“You had better give it to me to take care of… At least, you can if you like. You needn’t if you don’t like.”

This is one of the first things that Steerforth says to a young David when they meet at Salem House. Their interaction demonstrates Steerforth’s talent for manipulation and deception. Here, he essentially takes possession of David’s money while phrasing it as a suggestion so that David never realizes that he is being robbed. As a result, he instantly complies. This is a crucial moment for Steerforth’s characterization, and for David’s; it demonstrates David’s willingness to believe the best of Steerforth, whom he idolizes, and showcases a particular low-stakes manipulation on Steerforth’s part, one which anticipates more sinister plots he will enact over the course of the novel, such as his manipulation of Little Em’ly and the Peggottys.

“If you think, Steerforth… that I am not acquainted with the power you can establish over any mind here… or that I have not observed you, within a few minutes, urging your juniors on to every sort of outrage against me, you are mistaken.”

This line is spoken by Mr. Mell, a kind but poor teacher at Salem House whom Steerforth has a hand in sacking. Angered by Steerforth’s blatant disrespect, Mr. Mell points out the power that Steerforth has over the people in his life. It is a vindicating moment for the reader because they have likely been frustrated by David’s naïveté and his inability to realize that Steerforth is not worthy of his idolization. Here, Mr. Mell is essentially speaking for the reader. 
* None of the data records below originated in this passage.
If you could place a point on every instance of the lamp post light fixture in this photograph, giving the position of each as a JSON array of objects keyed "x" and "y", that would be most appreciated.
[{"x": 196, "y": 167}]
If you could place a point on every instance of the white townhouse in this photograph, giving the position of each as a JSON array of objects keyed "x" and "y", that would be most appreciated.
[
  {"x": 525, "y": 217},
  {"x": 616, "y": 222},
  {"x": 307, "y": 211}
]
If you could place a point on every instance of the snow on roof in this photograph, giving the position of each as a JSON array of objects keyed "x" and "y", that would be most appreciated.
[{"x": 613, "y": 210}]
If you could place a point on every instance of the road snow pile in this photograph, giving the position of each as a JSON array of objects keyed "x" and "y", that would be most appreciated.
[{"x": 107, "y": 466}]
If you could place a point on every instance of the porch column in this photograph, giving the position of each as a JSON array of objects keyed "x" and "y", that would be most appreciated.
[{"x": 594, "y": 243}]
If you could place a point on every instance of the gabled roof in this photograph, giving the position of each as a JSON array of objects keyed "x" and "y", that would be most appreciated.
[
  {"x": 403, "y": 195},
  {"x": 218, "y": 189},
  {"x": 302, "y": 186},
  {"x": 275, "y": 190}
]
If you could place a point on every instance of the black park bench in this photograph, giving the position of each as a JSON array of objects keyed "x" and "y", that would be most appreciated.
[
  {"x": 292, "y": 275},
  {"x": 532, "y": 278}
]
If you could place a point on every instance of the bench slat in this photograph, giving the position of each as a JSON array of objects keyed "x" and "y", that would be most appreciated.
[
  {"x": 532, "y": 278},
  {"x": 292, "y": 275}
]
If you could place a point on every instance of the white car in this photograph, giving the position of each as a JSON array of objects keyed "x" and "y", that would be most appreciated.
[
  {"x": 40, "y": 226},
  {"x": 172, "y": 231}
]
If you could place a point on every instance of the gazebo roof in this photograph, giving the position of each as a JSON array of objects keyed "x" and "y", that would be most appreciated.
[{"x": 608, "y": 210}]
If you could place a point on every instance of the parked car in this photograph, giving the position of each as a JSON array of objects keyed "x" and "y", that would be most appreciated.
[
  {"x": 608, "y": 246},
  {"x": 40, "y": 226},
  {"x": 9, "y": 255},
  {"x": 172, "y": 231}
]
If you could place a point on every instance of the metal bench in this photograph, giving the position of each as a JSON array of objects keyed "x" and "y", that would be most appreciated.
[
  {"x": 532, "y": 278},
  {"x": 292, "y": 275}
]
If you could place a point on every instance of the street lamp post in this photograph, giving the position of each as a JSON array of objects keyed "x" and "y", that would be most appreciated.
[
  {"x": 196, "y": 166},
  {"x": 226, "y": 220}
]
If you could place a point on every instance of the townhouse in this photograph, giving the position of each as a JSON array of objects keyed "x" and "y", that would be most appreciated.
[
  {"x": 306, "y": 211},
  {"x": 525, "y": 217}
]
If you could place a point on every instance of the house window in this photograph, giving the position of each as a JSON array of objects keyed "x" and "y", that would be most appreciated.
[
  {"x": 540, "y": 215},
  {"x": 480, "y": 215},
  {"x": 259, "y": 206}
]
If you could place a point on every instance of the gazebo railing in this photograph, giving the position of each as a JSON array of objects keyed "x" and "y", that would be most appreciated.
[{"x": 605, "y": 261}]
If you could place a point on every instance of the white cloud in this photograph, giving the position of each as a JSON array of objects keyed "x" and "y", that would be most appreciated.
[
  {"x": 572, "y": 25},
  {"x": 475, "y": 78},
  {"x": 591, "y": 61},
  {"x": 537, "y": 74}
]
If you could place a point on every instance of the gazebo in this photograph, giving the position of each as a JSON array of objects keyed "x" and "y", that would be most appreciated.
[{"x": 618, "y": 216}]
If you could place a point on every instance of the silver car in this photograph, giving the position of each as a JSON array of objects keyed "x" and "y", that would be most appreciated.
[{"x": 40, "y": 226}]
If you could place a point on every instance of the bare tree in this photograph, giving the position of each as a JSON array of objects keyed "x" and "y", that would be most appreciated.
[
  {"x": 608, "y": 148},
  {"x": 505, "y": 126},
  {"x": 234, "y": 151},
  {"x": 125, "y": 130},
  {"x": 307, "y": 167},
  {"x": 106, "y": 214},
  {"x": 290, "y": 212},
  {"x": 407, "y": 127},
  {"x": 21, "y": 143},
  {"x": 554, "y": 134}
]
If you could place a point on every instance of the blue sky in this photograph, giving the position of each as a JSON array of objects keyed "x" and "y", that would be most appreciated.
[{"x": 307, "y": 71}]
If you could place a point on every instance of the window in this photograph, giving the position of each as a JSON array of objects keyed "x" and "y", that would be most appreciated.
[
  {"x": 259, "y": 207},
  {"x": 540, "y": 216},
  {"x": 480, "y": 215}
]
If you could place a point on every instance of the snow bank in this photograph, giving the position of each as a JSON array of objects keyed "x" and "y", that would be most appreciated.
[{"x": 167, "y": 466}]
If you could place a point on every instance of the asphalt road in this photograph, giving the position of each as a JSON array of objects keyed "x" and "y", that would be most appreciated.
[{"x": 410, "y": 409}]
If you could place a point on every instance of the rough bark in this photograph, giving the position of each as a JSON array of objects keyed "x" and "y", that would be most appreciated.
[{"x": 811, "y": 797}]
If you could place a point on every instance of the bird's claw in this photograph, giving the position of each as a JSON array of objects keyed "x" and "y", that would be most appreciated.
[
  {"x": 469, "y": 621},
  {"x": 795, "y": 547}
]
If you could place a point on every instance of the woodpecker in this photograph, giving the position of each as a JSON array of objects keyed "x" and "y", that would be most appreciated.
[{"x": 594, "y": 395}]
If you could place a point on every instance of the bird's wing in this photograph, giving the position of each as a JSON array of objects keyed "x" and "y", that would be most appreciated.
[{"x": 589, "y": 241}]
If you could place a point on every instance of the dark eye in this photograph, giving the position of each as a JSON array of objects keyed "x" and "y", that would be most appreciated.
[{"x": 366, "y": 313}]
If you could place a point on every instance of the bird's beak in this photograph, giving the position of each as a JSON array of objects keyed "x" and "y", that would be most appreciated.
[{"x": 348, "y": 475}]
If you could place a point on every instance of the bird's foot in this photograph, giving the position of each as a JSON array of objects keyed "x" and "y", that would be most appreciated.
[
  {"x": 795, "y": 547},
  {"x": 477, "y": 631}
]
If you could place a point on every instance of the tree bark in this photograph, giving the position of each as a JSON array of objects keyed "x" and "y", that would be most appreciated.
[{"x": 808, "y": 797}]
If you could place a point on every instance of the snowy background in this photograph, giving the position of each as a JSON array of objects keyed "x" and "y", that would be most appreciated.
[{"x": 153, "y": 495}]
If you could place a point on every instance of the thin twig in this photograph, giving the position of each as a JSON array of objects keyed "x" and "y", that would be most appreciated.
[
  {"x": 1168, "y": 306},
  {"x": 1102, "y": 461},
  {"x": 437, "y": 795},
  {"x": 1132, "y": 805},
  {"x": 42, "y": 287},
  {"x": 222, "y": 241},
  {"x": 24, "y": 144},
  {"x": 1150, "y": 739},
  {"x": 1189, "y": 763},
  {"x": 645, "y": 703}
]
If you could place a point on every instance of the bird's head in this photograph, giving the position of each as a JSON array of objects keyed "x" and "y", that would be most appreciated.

“On warning you… against your bad Angel.”
“My dear Agnes… if you mean Steerforth—”
“I do, Trotwood.”

The above exchange between Agnes and David occurs when Agnes visits David in London, during which she urges him to be careful around Steerforth. This moment is important for two key reasons. One, the interaction highlights Agnes’s superior perceptiveness and intelligence—she instantly sees through Steerforth’s fabricated charm where David could not. And two, it depicts Agnes and Steerforth as warring influences over David, with Agnes pulling David towards the light and Steerforth dragging David towards the dark. 

“I am looking at the likeness of the face… that has looked at me, in my home, at my fireside, in my boat—wheer not?—-smiling and friendly, when it was so treacherous, that I go half wild when I think of it.”

This line is spoken by a heartbroken Mr. Peggotty as he begs Steerforth’s mother for any news of Little Em’ly, his beloved niece who has run-off with Steerforth and fallen into ruin. Here, he expounds upon the extent of Steerforth’s treachery because he betrayed the Peggottys’ kindness after they trusted him and welcomed him into their humble home. Mr. Peggotty’s recollection that Steerforth was always kind and polite in their presence emphasizes Steerforth’s talent for masking his sinister ways behind false sincerity.

“Do you remember when he did this?... Do you remember when, in his inheritance of your nature, and in your pampering of his pride and passion, he did this, and disfigured me for life? Look at me, marked until I die with his high displeasure; and moan and groan for what you made him!”

Rosa Dartle yells this line to Mrs. Steerforth after David delivers the news of Steerforth’s death at sea. The “this” in question is the scar on Rosa’s lip from when a young Steerforth threw a hammer at her face during a childhood tantrum. Throughout the text, Rosa’s scar symbolizes Steerforth’s propensity for cruelty. It is no surprise, then, that Rosa draws attention to the scar as she criticizes the prideful Mrs. Steerforth for spoiling her son until he became the monster that the reader knows him to be.